Description of problem: After update to the recent version of libvirt etc. in F18, booting virtual machine over PXE is unusably slow. Upgrading to F19 doesn't solve the issue. It was okay with the older versions. Version-Release number of selected component (if applicable): libvirt-daemon-1.0.5.2-1.fc19.x86_64 How reproducible: 100% Steps to Reproduce: 1. try to boot a virtual machine over PXE (typically via bridge) Actual results: iPXE (TFTP communication) is unusably slow to initialize and fetch kernel and initrd Expected results: fast initialization and data fetching
Did you upgrade iPXE / QEMU when you noticed the slowdown ? I'm pretty doubtful that libvirt itself can cause guest PXE performance to change in any measurable way.
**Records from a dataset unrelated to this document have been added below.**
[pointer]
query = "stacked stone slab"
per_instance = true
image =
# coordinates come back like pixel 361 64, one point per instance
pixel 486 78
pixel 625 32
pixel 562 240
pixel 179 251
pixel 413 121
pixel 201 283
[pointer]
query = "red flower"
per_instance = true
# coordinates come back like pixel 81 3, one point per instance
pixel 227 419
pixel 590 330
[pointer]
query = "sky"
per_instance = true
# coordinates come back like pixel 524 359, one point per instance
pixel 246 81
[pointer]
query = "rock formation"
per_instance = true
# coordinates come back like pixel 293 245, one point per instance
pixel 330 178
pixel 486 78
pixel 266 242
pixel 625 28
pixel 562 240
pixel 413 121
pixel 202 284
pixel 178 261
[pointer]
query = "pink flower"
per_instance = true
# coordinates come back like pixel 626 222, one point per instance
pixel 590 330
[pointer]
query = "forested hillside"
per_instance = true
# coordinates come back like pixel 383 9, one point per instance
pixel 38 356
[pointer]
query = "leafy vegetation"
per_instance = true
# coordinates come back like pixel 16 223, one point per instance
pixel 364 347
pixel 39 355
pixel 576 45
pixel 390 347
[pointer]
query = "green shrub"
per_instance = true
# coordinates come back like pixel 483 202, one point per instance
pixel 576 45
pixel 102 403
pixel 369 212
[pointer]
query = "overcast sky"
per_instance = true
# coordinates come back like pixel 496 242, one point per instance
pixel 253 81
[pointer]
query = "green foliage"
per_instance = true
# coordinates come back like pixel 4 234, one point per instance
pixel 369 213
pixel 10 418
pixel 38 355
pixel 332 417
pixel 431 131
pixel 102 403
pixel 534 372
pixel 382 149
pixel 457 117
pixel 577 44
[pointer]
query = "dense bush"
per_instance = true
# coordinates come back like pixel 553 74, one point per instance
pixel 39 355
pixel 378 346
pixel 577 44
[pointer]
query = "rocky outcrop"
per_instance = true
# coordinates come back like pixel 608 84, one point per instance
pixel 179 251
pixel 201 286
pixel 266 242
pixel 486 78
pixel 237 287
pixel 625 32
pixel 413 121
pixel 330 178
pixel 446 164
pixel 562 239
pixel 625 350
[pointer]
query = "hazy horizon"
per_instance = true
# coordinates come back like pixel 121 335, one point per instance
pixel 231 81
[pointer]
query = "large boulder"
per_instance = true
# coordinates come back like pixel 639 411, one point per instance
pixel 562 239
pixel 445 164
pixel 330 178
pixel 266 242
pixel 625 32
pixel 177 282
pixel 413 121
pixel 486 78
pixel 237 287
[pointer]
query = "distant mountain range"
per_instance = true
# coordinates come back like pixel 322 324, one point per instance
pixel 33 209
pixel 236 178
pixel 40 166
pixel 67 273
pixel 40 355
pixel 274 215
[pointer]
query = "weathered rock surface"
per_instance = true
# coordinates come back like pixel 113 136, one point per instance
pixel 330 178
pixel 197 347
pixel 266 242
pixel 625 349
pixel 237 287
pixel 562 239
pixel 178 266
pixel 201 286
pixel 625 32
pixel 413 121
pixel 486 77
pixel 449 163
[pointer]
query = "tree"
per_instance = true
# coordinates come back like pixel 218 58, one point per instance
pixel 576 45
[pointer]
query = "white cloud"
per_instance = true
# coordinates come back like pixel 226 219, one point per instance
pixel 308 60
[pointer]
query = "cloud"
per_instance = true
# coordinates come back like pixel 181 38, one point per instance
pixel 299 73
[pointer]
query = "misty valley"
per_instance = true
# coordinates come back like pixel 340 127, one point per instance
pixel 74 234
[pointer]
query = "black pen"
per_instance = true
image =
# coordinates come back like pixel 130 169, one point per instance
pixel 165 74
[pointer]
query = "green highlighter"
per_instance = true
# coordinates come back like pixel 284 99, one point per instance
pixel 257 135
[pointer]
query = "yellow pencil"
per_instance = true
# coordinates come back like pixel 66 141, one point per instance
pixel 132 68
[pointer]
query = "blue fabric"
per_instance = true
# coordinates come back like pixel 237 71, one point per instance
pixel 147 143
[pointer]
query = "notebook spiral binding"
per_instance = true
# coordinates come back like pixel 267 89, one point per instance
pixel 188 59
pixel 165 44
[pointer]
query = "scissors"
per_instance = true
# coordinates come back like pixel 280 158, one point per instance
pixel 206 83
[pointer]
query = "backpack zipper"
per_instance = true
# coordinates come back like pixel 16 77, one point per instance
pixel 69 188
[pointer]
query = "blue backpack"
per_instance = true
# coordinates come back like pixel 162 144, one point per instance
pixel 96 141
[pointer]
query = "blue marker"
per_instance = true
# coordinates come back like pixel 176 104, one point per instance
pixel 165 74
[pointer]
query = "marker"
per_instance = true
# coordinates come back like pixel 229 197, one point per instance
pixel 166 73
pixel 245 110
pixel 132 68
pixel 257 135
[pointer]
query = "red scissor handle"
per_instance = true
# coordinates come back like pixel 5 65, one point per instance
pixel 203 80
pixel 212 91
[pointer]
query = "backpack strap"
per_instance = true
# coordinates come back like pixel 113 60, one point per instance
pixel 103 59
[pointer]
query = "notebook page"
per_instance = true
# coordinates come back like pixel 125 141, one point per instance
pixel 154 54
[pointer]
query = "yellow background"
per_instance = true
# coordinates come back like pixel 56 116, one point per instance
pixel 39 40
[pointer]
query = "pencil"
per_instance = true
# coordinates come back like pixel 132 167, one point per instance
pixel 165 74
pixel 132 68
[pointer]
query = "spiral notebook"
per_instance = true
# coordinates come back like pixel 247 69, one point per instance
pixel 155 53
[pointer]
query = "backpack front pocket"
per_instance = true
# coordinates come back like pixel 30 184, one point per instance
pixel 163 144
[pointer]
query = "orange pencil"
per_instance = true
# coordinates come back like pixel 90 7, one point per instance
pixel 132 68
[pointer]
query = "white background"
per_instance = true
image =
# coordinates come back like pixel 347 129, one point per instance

There was no iPXE update/upgrade, but there were some QEMU updates/upgrades, I think. I don't know what is the right component for this bug so I started with libvirt and I hope you guys will reassign it properly. Thanks
This seems to be a kernel issue -- works well with kernel-3.8.13-100.fc17 -- reassigning. Did something change in the TFTP stack recently?
*********** MASS BUG UPDATE ************** We apologize for the inconvenience. There is a large number of bugs to go through and several of them have gone stale. Due to this, we are doing a mass bug update across all of the Fedora 19 kernel bugs. Fedora 19 has now been rebased to 3.11.1-200.fc19. Please test this kernel update and let us know if you issue has been resolved or if it is still present with the newer kernel. If you experience different issues, please open a new bug report for those.
Still not resolved, maybe even worse than with older kernels. This really is an annoying bug preventing F19 usage for virtualization in combination with PXE.
Turns out to highly probably be a bug in iPXE. If I boot the virtual machine via PXE (takes ages) and then run tftp client and fetch vmlinuz and initrd.img from there, everything works as expected. However, it works well with old kernels so it looks like a kernel change not reflected in iPXE or something like that.
Vratislav, can you please run grep . /sys/module/kvm_intel/parameters/* I suspect this is caused by iPXE's usage of big real mode.
Created attachment 831511 [details] kvm_intel_params from the not working (slow)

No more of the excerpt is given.